The temperature sensor 20 outputs a difference ΔVf (=Vf1−Vf2) between a forward voltage Vf1 of the diode 22 and a forward voltage Vf2 of the diode 24. The difference ΔVf has the positive temperature characteristic PTAT (Proportional To Absolute Temperature) expressed by the following equation (2).ΔVf=Vf1−Vf2=VT×ln(n)  (2)
That is, in comparison with the temperature sensor 10 illustrated in FIG. 1A, the temperature sensor 20 illustrated in FIG. 1B is configured to be less affected by variations of Ic and IS than the temperature sensor 10 illustrated in FIG. 1A.
A temperature sensor is also known, which is obtained by combining the temperature sensor of FIG. 1A or 1B and a ΔΣA/D converter. FIG. 2 is a circuit diagram of a temperature sensor 30 including the temperature sensor of FIG. 1B and a ΔΣA/D converter.

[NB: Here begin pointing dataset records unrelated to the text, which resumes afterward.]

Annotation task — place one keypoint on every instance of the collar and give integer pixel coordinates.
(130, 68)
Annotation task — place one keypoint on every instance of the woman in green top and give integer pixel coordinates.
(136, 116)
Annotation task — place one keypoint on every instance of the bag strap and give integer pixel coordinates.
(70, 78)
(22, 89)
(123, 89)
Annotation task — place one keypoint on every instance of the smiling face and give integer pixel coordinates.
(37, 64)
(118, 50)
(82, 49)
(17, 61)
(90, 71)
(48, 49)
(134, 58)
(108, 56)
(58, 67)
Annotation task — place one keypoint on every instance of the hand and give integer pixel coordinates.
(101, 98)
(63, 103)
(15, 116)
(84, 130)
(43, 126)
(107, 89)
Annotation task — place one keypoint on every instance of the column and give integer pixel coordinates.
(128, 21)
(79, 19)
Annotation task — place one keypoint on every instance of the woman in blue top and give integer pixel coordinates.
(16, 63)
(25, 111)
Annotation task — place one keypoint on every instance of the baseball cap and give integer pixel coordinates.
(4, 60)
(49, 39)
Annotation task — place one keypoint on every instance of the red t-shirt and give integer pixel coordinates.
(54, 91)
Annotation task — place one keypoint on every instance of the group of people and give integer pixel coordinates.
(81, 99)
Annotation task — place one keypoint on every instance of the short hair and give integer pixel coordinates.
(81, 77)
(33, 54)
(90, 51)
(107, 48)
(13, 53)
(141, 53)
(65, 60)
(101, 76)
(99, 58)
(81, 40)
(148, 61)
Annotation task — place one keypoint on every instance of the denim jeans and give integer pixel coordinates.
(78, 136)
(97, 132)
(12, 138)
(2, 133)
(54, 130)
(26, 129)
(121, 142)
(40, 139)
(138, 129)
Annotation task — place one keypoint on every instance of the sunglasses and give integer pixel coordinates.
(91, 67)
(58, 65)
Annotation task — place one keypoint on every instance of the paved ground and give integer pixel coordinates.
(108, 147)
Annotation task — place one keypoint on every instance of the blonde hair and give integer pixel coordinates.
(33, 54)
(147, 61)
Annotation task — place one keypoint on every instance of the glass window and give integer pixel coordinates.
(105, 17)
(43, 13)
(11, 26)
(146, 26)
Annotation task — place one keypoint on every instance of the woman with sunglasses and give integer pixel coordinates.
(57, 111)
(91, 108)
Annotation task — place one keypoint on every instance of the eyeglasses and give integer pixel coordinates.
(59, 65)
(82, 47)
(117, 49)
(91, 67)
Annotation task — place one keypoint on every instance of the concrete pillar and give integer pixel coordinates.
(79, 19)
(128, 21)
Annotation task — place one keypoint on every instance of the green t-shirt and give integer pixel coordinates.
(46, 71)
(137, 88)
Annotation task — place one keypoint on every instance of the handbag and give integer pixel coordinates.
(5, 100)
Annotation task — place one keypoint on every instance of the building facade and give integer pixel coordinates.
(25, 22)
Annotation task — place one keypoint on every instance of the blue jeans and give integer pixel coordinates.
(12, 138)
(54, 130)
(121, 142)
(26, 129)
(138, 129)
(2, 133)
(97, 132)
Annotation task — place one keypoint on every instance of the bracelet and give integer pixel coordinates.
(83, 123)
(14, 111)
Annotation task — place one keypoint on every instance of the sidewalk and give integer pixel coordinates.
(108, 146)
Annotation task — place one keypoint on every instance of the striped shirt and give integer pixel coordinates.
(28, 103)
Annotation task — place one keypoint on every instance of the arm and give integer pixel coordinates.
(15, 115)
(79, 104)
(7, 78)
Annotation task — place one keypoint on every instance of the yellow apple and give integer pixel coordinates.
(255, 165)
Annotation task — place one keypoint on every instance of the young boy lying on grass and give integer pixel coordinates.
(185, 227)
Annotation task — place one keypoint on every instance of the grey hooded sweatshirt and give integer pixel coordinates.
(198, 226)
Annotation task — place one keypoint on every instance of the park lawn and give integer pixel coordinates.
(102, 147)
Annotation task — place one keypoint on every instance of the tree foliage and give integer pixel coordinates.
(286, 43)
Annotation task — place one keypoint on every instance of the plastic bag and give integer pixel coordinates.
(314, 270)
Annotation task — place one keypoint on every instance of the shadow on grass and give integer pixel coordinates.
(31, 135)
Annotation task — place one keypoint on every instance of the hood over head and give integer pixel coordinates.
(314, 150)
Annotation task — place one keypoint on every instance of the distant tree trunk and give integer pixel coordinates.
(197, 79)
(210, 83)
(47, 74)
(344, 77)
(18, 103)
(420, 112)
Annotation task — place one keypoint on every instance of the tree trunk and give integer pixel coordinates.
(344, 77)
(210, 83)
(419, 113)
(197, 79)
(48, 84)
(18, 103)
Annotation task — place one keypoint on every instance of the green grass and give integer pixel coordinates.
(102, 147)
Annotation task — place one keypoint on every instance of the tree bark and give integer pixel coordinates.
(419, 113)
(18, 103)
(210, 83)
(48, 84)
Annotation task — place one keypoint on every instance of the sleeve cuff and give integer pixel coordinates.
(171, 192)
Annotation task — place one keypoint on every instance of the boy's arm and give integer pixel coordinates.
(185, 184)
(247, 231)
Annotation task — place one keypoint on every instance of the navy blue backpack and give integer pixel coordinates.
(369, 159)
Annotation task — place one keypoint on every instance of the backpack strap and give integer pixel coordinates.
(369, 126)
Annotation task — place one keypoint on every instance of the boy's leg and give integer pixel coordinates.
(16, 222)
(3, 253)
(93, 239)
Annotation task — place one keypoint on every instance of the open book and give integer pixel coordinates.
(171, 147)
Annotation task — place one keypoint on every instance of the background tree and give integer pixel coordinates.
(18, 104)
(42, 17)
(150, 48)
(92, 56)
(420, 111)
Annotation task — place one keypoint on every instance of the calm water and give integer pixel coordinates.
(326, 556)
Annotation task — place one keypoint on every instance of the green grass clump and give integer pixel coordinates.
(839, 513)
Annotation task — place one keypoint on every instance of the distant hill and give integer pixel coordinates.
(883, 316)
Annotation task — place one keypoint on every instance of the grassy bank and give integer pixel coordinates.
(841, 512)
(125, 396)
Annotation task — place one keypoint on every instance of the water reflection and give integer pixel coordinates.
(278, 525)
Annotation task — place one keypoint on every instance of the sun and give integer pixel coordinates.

The temperature sensor 30 includes a temperature sensor 32, a reference voltage source 34 and a ΔΣA/D converter 36. The temperature sensor 32 may have the configuration of FIG. 1A or 1B. In this example, the temperature sensor 32 is the temperature sensor 20 of FIG. 1B. An output voltage TOUT of the temperature sensor 20 is expressed by the following equation (3).TOUT=β×ΔVf=β×VT×ln(n)  (3)
The reference voltage source 34 generates a reference voltage VREF which is independent of temperature. The reference voltage source 34 is also called a band gap reference (BGR) circuit. It should be understood by those skilled in the art that the BGR circuit is configured with a combination of the temperature sensor 10 of FIG. 1A and the temperature sensor 20 of FIG. 1B. Specifically, when a voltage Vf having the CTAT characteristic and a voltage ΔVf having the PTAT characteristic are added at a rate where their temperature dependencies are cancelled by each other, the reference voltage VREF independent of temperature is generated.VREF=α×Vf+β×ΔVf  (4)
The ΔΣA/D converter 36 converts the output voltage TOUT of the temperature sensor 32 into a bit stream bs. The configuration of the ΔΣA/D converter 36 is well known in the art and includes a subtracter 40, an integrator 42, a quantizer 44 and a one-bit D/A converter 46.
A digital output DOUT of the ΔΣA/D converter 36 is a duty ratio of the bit stream bs and is represented by TOUT/VREF.DOUT=TOUT/VREF=β×ΔVf/VREF  (5)
In the temperature sensor 30 of FIG. 2, the temperature sensor 32 and the reference voltage source 34 are configured separately from each other. Therefore, both of an error and variation of TOUT and an error and variation of VREF are included in the digital output DOUT, which may be a factor of poor accuracy.